Rural wage growth has fallen to a 14-month-low of 4.9 per cent in October, confirming a declining trend visible since the second half of 2017. This is a reflection of agrarian distress arising from the crash in farm produce prices. Indeed, Labour Bureau data shows the drop in all-India average annual wage growth to be even sharper for agricultural occupations — from 8.1 per cent in July to 4.7 per cent in October. It is obvious that farmers, faced with low crop realisations, have sought to protect whatever little margins that are left by transferring some of their burden to agricultural labourers. A not-so-good and well-distributed monsoon, unlike in 2016, has also led to lower plantings this time. That has, in turn, reduced the demand for farm labour, putting further pressure on wages.

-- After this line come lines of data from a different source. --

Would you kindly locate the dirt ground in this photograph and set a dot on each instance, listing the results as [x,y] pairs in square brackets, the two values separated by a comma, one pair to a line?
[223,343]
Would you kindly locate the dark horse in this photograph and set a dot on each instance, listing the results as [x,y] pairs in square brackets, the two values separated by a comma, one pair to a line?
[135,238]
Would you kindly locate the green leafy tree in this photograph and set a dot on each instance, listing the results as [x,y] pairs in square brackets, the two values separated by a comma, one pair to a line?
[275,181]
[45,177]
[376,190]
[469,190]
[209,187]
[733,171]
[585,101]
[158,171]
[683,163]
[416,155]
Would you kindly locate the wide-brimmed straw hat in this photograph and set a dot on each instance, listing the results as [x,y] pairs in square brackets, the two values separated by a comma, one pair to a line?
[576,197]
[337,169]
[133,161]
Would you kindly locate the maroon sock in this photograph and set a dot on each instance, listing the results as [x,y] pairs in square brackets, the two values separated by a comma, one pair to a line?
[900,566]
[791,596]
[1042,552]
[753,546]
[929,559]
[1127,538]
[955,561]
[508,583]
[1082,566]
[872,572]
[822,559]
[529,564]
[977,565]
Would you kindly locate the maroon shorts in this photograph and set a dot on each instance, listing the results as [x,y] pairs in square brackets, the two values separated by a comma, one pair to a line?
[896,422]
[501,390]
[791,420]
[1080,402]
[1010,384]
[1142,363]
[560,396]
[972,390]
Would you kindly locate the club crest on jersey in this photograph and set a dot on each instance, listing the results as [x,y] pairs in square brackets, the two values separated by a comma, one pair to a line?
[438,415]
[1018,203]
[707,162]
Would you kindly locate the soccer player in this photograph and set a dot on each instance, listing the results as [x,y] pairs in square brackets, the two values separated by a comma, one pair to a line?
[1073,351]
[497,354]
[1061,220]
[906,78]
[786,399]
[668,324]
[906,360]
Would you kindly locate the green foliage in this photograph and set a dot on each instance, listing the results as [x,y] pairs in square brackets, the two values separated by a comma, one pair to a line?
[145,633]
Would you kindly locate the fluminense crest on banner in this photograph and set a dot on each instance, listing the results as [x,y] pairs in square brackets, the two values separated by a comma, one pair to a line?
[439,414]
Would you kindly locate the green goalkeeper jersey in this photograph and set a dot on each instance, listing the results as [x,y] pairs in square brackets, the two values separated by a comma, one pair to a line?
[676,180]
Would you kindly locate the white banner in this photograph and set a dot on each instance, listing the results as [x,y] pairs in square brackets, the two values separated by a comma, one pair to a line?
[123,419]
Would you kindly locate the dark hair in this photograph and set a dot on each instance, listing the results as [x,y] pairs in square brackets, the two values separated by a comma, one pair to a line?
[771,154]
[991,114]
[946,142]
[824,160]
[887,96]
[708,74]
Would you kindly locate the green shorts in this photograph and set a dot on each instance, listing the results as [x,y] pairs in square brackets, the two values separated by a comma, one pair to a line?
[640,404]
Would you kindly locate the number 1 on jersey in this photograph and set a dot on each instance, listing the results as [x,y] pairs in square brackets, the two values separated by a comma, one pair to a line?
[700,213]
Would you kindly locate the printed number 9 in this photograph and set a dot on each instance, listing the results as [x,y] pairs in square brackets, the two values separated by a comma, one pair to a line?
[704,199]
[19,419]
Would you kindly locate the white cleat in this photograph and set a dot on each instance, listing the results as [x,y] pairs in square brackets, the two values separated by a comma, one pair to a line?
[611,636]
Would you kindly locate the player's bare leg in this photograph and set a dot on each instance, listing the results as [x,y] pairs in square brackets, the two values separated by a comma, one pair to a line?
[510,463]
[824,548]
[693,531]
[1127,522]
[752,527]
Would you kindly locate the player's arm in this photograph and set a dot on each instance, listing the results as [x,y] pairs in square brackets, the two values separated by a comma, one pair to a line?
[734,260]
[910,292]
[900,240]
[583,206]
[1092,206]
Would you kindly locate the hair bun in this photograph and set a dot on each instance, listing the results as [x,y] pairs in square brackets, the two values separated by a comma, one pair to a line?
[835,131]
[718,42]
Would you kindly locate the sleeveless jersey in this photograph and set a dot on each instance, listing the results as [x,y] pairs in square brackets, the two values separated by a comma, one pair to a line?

The agrarian distress problem is partly an outcome of depressed global prices for most farm commodities — be it cereals, pulses, edible oil, cotton or milk powder. This has rendered agri-exports from the country relatively uncompetitive, while also exposing farmers to the threat of increased imports. But domestic policy is equally to blame. The Narendra Modi government has been more hawkish on inflation than its predecessor. While that may not by itself be bad, the urge to keep food prices in check has often extended to imposing restrictions on exports as well as domestic trade and stockholding, even while allowing imports of most agri products at very low or even nil duty. Only in the last six months or so have these curbs been gradually withdrawn along with measured tariff hikes on imports. One hopes this dismantling of controls harking back to the licence raj era is permanent. The Modi government would do well to signal this in the upcoming Union Budget. Farmers, like other businessmen, are entitled to a stable and predictable trade policy regime.
But the current crisis in rural India isn’t just about agriculture. According to the National Sample Survey Office, only 57.8 per cent of rural Indian households in 2012-13 were “agricultural”. Moreover, even in their case, 40.2 per cent of income on an average was from non-farm sources. In fact, the dip in all-India average rural wage growth for non-agricultural occupations between July and October worked out lower — from 5.7 per cent to 5.1 per cent. Non-farm employment in rural areas today is largely in informal and unorganised enterprises, which are likely to have taken a hit after demonetisation and introduction of the GST. Addressing the transitional problems of this sector — which acts as an “employment sink” for the rural masses — is as important as fixing issues specific to agriculture.